Fidelity comparator — compare real vs synthetic data quality.

Produces a FidelityReport with per-column and per-table scores (0-100) based on statistical tests, distribution matching, null rates, and cardinality analysis.

Classes

ColumnFidelity dataclass

Fidelity metrics for a single column.

TableFidelity dataclass

Fidelity metrics for a table.

FidelityReport dataclass

Complete fidelity report comparing real vs synthetic data.

Methods:
summary()

Generate a plain-text summary.

to_markdown()

Generate markdown report.

failing_columns(threshold=85.0)

Return (table, column, score) tuples for columns below threshold.

Parameters:

Name Type Description Default
threshold float

Score threshold (0-100). Columns with score < threshold are included.

85.0

Returns:

Type Description
list[tuple[str, str, float]]

List of (table_name, column_name, score) tuples, sorted by score (lowest first).

to_dict()

Return a JSON-serializable dict representation.

to_dataframe()

Return a flat pandas DataFrame with one row per column.
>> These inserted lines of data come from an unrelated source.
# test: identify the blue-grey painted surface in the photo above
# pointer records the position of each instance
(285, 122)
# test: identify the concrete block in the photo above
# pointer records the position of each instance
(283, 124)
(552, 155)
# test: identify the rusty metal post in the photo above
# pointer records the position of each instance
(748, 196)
to_html(title='Spindle Fidelity Report')

Render fidelity report as a self-contained HTML page.

Uses inline CSS — no external dependencies. Score bands: green ≥ 85, amber 70-84, red < 70.

score(real, synthetic, table_name='table', threshold=85.0) classmethod

Compare two DataFrames and return a FidelityReport.
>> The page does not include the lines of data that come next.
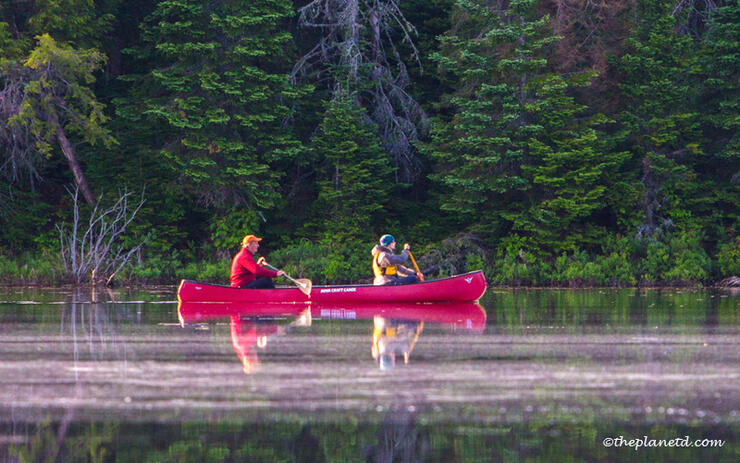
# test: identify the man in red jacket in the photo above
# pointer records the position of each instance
(246, 273)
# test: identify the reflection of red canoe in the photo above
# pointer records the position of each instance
(462, 288)
(461, 315)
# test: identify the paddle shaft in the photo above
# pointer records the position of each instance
(413, 261)
(286, 275)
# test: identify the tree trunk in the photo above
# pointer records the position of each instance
(74, 165)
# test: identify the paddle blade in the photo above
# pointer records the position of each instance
(304, 284)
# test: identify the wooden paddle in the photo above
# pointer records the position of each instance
(413, 261)
(304, 284)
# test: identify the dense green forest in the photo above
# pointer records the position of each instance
(549, 142)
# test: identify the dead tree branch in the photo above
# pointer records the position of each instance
(95, 252)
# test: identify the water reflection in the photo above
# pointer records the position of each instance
(396, 327)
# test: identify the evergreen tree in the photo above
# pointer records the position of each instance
(660, 125)
(353, 176)
(218, 97)
(518, 155)
(45, 105)
(720, 107)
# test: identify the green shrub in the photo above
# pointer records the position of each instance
(690, 263)
(728, 258)
(678, 258)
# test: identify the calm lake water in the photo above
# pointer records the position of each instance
(526, 375)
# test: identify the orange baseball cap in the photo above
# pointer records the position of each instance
(249, 238)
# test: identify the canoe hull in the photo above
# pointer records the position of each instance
(459, 288)
(467, 316)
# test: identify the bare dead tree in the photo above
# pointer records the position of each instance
(44, 101)
(16, 140)
(94, 251)
(359, 37)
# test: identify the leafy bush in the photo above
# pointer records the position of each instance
(27, 268)
(728, 258)
(677, 258)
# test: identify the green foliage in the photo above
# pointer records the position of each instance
(218, 90)
(326, 261)
(728, 258)
(227, 230)
(659, 124)
(38, 268)
(354, 176)
(678, 258)
(518, 155)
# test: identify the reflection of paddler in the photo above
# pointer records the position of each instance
(246, 335)
(394, 338)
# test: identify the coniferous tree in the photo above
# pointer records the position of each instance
(660, 125)
(720, 107)
(218, 96)
(353, 178)
(518, 155)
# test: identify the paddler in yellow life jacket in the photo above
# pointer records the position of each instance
(387, 267)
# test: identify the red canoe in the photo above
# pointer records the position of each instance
(459, 288)
(457, 315)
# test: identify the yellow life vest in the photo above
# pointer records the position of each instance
(379, 271)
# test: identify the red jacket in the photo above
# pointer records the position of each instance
(245, 270)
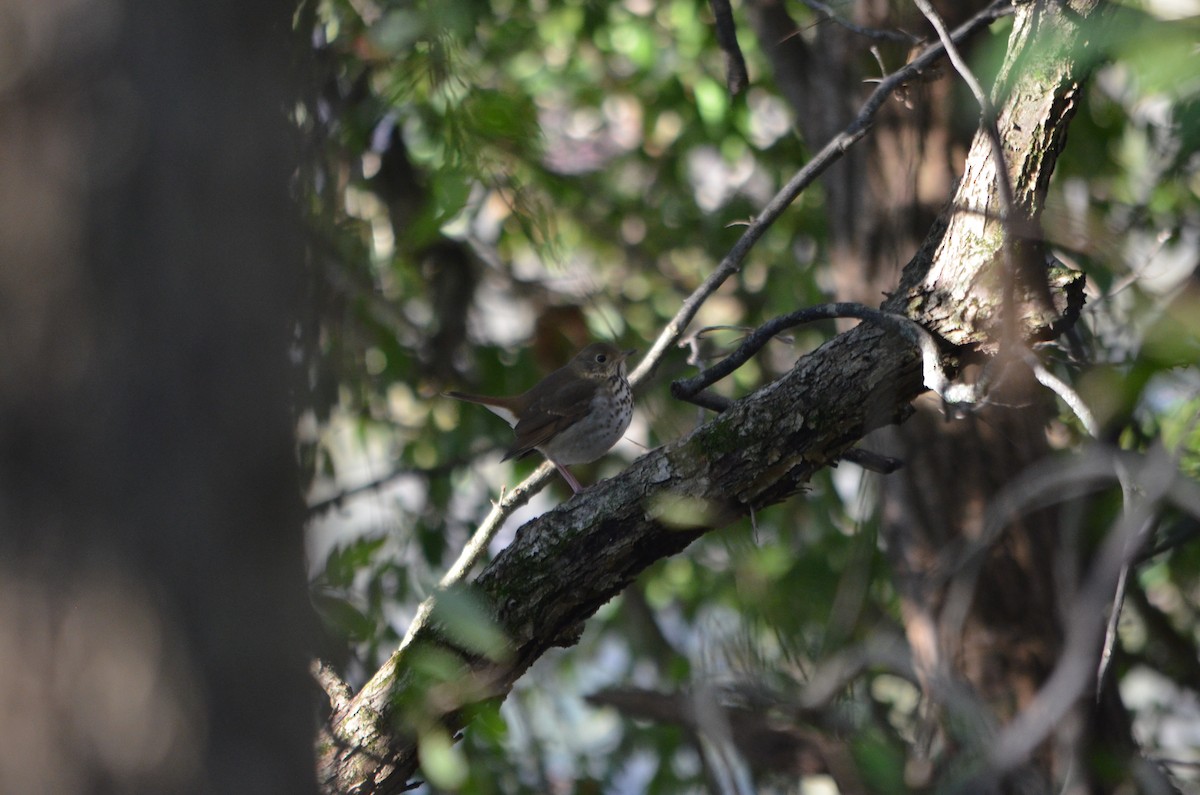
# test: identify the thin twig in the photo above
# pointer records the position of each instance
(479, 541)
(736, 77)
(988, 120)
(829, 154)
(335, 687)
(729, 266)
(870, 33)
Convenience classmethod for single-table comparison.

Parameters:

Name Type Description Default
real 'pd.DataFrame'

Real data DataFrame.

required
synthetic 'pd.DataFrame'

Synthetic data DataFrame to compare.

required
table_name str

Name for the table in the report (default: "table").

'table'
threshold float

Score threshold for failing_columns() (default: 85.0).

85.0

Returns:

Type Description
'FidelityReport'

FidelityReport comparing the two DataFrames.

FidelityComparator

Compare real and synthetic datasets to produce a fidelity report.

Methods:
compare(real, synthetic)

Compare real vs synthetic data across all shared tables.